Our Option Strategy Program is unique in that it uses options with both financial and commodity futures as underlying assets. The program is designed to take advantage of the decay of time value, an adherent feature of options. Similar trading strategies have been employed by many CTAs in U.S., attracting investors with stable returns. However, our program is distinguished and innovative in that where as most of other CTAs’ trades are on options on major stock indices, we have extended the program to include options on commodity futures.
The program employs neither fundamentals nor technical for analysis. The program analyzes current and historical data for decision making. Data we monitor includes, but not limited to, volatilities of options and their underlying markets, and the probabilities that the prices of underlying assets would reach the predetermined levels within certain durations. Based on such analysis, we identify options that are either over or undervalued, relative levels of its volatilities, and skewness of Calls or Puts. The traders, then, implement the best feasible trading strategies on given condition. Strategy is mostly “ratio spreads”, but may also include naked positions, calendar spreads, and/or credit spreads. Those strategies are generally chosen discretionarily, based on scientific approach.
Ratio Spreads consist of purchasing and selling of the same type of options with different strike prices. To create a put ratio spread, the traders would buy puts at higher strike prices and sell greater number of puts at lower strike prices. The trade is initiated to earn credit.
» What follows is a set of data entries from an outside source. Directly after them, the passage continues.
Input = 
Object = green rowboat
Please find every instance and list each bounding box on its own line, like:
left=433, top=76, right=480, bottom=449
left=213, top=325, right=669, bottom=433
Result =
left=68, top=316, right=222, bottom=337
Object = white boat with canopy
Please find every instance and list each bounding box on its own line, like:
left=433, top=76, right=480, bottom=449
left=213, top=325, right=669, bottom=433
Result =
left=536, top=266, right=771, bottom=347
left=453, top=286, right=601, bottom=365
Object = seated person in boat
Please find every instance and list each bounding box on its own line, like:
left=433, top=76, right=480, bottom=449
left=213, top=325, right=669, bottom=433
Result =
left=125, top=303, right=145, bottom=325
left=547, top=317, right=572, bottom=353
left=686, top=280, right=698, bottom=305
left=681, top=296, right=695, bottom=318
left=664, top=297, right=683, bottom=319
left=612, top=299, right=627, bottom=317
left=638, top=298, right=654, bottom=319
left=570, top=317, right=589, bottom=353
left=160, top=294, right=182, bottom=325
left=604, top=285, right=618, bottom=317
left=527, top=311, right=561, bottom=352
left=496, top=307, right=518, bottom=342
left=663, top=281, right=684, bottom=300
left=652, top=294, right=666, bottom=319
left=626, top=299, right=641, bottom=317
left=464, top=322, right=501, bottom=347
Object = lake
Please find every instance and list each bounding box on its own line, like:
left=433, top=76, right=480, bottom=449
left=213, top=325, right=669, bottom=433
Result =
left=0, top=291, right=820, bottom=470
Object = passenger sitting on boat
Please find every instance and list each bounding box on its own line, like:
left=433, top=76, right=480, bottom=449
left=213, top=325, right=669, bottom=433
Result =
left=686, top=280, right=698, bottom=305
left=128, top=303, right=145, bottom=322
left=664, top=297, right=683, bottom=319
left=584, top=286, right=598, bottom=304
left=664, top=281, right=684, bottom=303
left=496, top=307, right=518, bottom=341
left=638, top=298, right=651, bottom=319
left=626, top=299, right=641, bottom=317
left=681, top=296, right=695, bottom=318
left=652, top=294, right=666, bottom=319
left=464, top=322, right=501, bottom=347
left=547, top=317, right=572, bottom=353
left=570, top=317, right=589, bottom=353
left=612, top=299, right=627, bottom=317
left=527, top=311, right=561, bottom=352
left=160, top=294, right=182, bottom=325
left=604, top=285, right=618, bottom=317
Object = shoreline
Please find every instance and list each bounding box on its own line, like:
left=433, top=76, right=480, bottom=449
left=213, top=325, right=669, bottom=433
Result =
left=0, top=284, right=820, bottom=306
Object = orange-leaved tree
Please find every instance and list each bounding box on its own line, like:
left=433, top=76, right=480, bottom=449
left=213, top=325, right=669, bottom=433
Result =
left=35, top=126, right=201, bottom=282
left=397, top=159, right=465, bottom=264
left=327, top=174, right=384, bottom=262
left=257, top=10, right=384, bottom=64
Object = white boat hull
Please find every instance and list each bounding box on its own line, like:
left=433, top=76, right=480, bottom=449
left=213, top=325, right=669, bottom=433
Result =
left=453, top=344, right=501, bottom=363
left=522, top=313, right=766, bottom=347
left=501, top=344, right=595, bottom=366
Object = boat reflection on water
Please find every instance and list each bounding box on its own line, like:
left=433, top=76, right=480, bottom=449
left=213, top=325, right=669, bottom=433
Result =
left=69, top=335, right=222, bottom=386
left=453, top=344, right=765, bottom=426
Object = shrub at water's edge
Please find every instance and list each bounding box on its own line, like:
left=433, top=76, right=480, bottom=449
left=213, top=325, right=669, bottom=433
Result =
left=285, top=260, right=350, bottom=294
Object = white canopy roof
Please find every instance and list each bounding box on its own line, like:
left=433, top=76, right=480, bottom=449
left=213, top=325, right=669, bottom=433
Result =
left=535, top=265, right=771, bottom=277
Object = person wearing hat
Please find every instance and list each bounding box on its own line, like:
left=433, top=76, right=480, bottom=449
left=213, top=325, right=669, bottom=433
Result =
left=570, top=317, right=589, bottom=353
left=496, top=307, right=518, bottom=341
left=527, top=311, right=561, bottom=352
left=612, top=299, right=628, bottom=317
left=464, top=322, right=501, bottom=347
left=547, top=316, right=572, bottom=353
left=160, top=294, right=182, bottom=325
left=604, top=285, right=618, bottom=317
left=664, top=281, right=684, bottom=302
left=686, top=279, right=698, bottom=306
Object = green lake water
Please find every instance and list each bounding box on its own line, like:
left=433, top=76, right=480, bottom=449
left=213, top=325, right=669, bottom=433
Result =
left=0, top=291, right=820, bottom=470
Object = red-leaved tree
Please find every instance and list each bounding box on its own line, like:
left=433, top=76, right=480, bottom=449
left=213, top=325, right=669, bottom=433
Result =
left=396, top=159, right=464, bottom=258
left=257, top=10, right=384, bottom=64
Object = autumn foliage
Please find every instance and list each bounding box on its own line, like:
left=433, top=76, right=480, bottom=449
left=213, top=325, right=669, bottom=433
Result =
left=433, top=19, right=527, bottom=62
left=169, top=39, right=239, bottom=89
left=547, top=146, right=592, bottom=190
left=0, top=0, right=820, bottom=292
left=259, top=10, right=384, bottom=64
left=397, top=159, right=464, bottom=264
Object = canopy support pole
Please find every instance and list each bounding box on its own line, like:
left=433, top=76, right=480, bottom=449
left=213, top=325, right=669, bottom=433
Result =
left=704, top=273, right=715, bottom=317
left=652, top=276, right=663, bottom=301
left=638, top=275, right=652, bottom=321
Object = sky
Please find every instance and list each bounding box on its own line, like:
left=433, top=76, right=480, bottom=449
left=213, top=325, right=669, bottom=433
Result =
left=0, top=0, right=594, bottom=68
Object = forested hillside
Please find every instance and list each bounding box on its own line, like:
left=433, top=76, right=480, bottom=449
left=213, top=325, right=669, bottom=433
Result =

By structuring the spread in this fashion, we generally can expect to profit if the price of the underlying asset of the options either goes up, or stays the same. However, if the price of the underlying asset goes down, particularly as it approaches the strike price of the options sold, the strategy may incur substantial loss. For a call ratio spread, the characteristics of profits and losses in relation to the direction of the underlying asset are the opposite of those of a put ratio spread.
Since selling, or “writing” options, bears unlimited risk, the program scrutinizes risk-reward relations of each of the trading strategies. The program intends to maximize the return and minimize the risk by keeping the risk indicators such as Deltas and Gammas of the overall positions below certain levels. We also manage our risks by monitoring ratio of the aggregate margin to our net asset.